Intuitive picture for topological and fractal dimensions of a fractal

Question

The usual one-liner definition given for what a fractal dimension represents, is along the lines of: a measure of the change in complexity of the fractal pattern at different scales of measurement.

On the other hand, for the topological dimension of a fractal, it is often described as a union of open covers/sets that contain the topological space in which the fractal lies.

These two definitions are both very vague and confusing to me, likely because I sadly lack a good understanding of topology in general, but I was hoping maybe someone can elucidate the meaning behind these two quantities with simple examples of fractals.

Answer 1

There are multiple definitions (not always equivalent) of topological dimension and of whatever you mean by "fractal dimension". Let's stick to metric spaces, without going to general topological spaces.

Topological dimension

The inductive definition of topological dimension says: the space is $0$-dimensional if it can be covered by arbitrarily small open subsets with empty boundary. For example, the middle-third Cantor set qualifies because it can be covered by $2^n$ intervals, each of size $3^{-n}$ (as small as we wish), and each of them has empty boundary (is both open and closed). Two more observations:

• a finite metric space is $0$ dimensional (just cover it by one-point subsets);
• a connected metric space is not $0$-dimensional (unless it's one point): there is no way to write it as the union of disjoint open sets, by the very definition of "connected".

Then, a space is $1$-dimensional if it's not $0$-dimensional but can be covered by arbitrarily small open subsets with $0$-dimensional boundary. The von Koch snowflake (or any simple curve for that matter) is $1$-dimensional: on one hand, it's connected, so cannot be $0$-dimensional; on another, it can be covered by tiny subarcs, whose boundary has $2$ points, so is $0$-dimensional. Two more examples:

• Cartesian product of the Cantor set with a line segment is $1$-dimensional.
• The Sierpinski carpet is $1$-dimensional: cut it into small pieces with $0$-dimensional boundary by using vertical and horizontal lines that pass through centers of removed squares.

The topological dimension is always an integer, by definition. So it neglects a good deal of information about the fractal structure; there is no difference between a line segment and a snowflake curve.

Hausdorff/Minkowski/box/packing dimensions, whatever you call them

Ignoring the details which are responsible for the variety of names, let's say that a $d$-dimensional metric space is one where we need about $\epsilon^{-d}$ sets of size $\epsilon$ to cover it, when $\epsilon$ is small.
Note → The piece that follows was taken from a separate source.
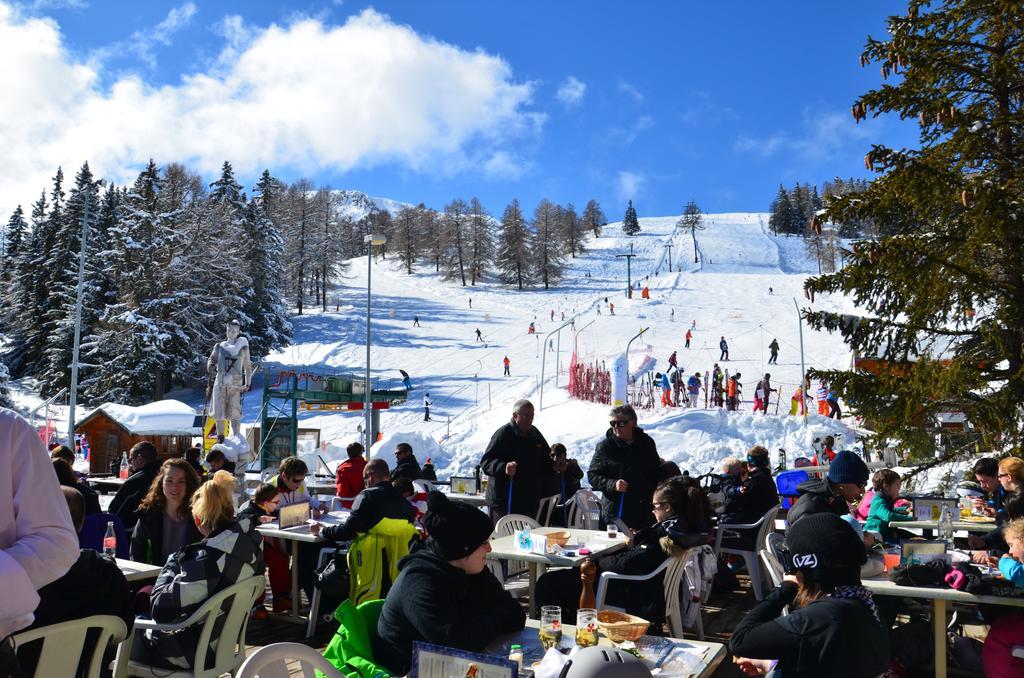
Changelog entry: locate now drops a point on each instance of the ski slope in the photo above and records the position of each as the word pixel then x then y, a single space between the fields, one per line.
pixel 726 293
So, a square is two-dimensional: use an $n\times n$ grid of smaller squares, with $\sqrt{2}/n \le \epsilon$. The Cantor set has $d=\log 2/\log 3 $ because we need $2^n$ subsets of size $3^{-n}$, so choosing $n$ so that $3^{-n}<\epsilon$ yields about $\epsilon^{-d}$ sets. The Sierpinski carpet requires $8^n$ smaller squares of size $3^{-n}$, so its dimension works out to $\log 8/\log 3$, between $1$ and $2$.

Answer 2

Let consider any Cube $Q\subset\mathbb R^d$ with edges of length $c$ Then denote by $2Q$ the corresponding cube obtain by doubling all edges of $Q$.

We not that $Vol(2Q) = 2^d vol(Q)$. in fact if $l*Q$ denote the cube obtained by multiplying all edges of $Q$ by $l$ then we have $vol(Q)= l^d vol(Q)$. This formula holds true also for euclidean balls and some oder nice geometric object. See that the topology of $\mathbb R^d$ is completly defined cubes or Balls

So intuitively a family of objects $(F_i)_i$ are called to be fractals of dimension $\alpha$ if there generate a topology in which the following holds true $$ vol(l*F_i) =l^\alpha vol(F_i).$$